Generals strike at the right moment. They have the whole battlefield in their head. They always know when the time has come to make a move. They are sure and sudden. They never hesitate. Whether they chew straws meditatively on distant hills or gallop down them on their horses, they often win the day when everything is lost. They know how to accept the unexpected, how to ride the wind. They are artists.
Creative ideas like the generals of my childhood are unbidden, unexpected visitors. Sometimes they knock on the door when we are hammering a nail on its head or standing on the top of a ladder; when we are on the loo, running for your life or even in your dreams. That’s when we have to stop everything, wake up and take notes. If we don’t let them in, ideas will vanish without leaving a name or an address. Just like dreams themselves.
We have to be as swift and sure as Caesar crossing the Rubicon to hear the whisper of the unknown. Like Julian the Apostate reneging on the overfed Christian bishops, we have to follow the gloomy Mongol shaman on the edge of our world. There, of course, we can die and be exposed to scavengers that will circle around our corpses mercilessly. My father’s generals were very clear about that. Facing defeat and death is the only way to push through.

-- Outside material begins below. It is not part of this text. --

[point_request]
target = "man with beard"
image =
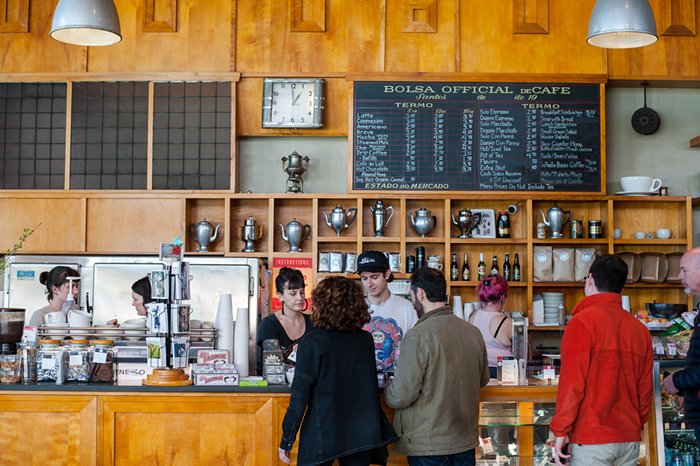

My father carefully prepared me for his own death. ‘Julian the Apostate’s time had come,’ he insisted, ‘as surely as mine will soon. I am an old father and you will lose me early. You have to prepare yourself.’ I would squeeze his hand to push his future absence away, to keep his presence in that moment as intact as I could. When we walk in parks, he would suddenly lie down on a stone bench, just like a Roman emperor on his death-bed and I would shake him and shake him. But, for long minutes, he would remain, without any sign of life, motionless as a granite statue. Then, out of the blue, came a battle cry: he had suddenly woken up and seized me – the unexpected visitor of my childhood.